Valha-nos a Senhora de Fátima!

António Rego Chaves

Que faz tanta gente aqui? Num país onde as pessoas sabem tudo o que se passa depois de verem a faca e o alguidar dos telejornais, a senhora que perdeu o filho por causa do tiroteio entre os gandulos, o pedófilo sempre à procura de meninos (ai, Dona Dolores, que pena não terem transmitido imagens boas para vermos tudo o que esse malandro fez, que eu cá gosto é de ver tudo, tudo, está-me a entender?), por que raio vem tanta gente à Feira do Livro?

A meu lado, alguém me sussurra: cuidado, olha que estas não são as mesmas pessoas que vêem o Big Brother. Aqui só está gente que não desce à TVI, à SIC, ao serviço público «bestialmente competitivo» da RTP-1. Aqui só verás a fina flor dos lisboetas.

Abro olhos e ouvidos: crianças uivam de tédio, homens e mulheres bocejam sem esconder a língua, idosos ultrapassam o presbitismo para fixar os olhos em livros «modernaços»: a telenovela de Marcelo (Proust), o policial de Francisco (Kafka), a maratona de Tiago (Joyce).
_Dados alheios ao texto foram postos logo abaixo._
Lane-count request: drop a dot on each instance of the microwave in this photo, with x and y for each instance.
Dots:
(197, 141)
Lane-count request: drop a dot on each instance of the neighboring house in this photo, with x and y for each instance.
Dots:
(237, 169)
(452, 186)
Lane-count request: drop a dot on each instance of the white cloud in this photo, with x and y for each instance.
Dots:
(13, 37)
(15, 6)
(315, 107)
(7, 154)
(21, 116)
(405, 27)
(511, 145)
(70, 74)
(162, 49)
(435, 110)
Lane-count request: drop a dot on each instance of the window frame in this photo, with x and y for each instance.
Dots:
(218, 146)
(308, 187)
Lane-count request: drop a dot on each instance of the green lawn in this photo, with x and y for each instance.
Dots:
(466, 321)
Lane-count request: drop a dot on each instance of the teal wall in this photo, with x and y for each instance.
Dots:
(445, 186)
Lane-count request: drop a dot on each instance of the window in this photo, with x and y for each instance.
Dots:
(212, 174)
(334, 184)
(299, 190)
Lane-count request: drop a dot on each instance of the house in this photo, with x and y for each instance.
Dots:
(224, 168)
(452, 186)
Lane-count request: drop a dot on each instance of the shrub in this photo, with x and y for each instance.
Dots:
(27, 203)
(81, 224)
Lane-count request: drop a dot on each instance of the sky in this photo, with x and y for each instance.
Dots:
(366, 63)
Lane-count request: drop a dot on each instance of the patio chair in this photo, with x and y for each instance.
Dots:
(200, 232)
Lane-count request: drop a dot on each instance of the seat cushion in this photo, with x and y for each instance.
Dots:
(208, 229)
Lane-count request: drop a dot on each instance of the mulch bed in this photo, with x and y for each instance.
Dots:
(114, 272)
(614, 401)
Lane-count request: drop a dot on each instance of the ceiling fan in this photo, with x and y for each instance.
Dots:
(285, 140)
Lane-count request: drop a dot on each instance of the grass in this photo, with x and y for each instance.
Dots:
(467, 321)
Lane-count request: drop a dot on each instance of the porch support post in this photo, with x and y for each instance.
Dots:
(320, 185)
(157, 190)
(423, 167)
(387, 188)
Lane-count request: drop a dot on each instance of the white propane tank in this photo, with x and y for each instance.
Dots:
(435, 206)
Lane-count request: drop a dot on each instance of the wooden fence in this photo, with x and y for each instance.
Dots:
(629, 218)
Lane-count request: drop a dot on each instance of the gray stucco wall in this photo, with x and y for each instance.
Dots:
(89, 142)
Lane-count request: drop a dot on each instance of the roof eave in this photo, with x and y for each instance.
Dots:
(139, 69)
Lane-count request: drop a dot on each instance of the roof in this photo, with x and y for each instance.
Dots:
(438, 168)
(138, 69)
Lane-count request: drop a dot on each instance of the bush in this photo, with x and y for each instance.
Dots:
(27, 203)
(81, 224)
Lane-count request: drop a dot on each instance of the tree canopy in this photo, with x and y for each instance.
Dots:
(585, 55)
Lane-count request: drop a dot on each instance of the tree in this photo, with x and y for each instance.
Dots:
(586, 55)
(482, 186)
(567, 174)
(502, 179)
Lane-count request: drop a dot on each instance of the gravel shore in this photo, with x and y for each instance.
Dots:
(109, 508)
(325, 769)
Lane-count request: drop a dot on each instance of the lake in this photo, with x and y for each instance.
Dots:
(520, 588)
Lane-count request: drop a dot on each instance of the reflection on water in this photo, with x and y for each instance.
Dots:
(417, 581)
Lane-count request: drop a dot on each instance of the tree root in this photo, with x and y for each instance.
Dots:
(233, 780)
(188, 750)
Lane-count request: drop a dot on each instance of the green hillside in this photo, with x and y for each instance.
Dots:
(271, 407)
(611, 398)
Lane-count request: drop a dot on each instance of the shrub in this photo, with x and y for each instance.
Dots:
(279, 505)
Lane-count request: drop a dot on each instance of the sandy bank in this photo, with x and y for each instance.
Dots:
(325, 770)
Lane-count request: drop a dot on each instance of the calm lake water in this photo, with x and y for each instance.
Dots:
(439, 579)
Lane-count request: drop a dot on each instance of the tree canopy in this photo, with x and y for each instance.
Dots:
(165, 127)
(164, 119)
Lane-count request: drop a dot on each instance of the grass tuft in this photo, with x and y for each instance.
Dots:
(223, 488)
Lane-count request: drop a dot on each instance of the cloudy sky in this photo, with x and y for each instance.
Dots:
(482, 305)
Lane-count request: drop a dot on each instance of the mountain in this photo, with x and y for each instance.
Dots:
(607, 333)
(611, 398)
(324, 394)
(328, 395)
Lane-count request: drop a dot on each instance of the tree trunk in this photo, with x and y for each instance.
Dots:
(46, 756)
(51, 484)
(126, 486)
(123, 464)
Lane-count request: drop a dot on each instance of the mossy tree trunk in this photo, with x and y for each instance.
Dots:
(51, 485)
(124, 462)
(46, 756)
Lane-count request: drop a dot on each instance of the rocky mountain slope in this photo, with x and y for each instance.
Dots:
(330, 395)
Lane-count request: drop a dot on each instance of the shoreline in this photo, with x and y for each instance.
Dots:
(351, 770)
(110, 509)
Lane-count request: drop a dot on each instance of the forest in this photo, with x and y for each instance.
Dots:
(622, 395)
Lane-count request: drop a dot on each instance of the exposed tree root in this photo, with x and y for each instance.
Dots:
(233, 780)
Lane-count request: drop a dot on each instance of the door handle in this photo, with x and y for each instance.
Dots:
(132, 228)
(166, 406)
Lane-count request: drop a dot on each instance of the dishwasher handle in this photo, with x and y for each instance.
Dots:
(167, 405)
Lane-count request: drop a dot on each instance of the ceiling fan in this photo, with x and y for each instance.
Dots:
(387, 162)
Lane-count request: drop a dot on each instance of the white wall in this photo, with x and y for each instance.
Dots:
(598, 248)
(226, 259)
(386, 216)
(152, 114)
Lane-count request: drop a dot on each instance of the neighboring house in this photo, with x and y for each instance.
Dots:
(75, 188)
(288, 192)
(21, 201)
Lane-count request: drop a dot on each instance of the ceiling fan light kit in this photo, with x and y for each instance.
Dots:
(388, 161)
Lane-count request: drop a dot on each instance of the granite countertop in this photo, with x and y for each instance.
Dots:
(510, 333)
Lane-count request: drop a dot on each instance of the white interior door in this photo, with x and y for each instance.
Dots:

Um feirante salta para a tribuna improvisada cuja base são os volumes de todas as enciclopédias transportadas para o Parque Eduardo VII e arenga às massas: «Mamai Proust, ó queridos bebés; provai Kafka, ó privilegiados trabalhadores ainda com trabalho; afiai as dentaduras e mordei o Ulisses, ó incorrigíveis camilistas! Ou então naufragai todos de vez e metei-vos no mesmo barco com O Livro do Desassossego escondido nas fraldas, misturado com as sanduíches do farnel, arrumado no caixão de bordo. Comprai, comprai, minha gente!»

Mas afinal o que importa – não será mesmo, ó meu inultrapassável judoca Mário Cesariny – se calhar «o que importa não é haver gente com fome, porque assim como assim ainda há muita gente que come», se calhar o que importa é que amanhã haja «bola, antes de haver cinema, madame blanche e parola». Não era mais ou menos assim o golpe que ensinavas para nos defendermos da temível boçalidade triunfante?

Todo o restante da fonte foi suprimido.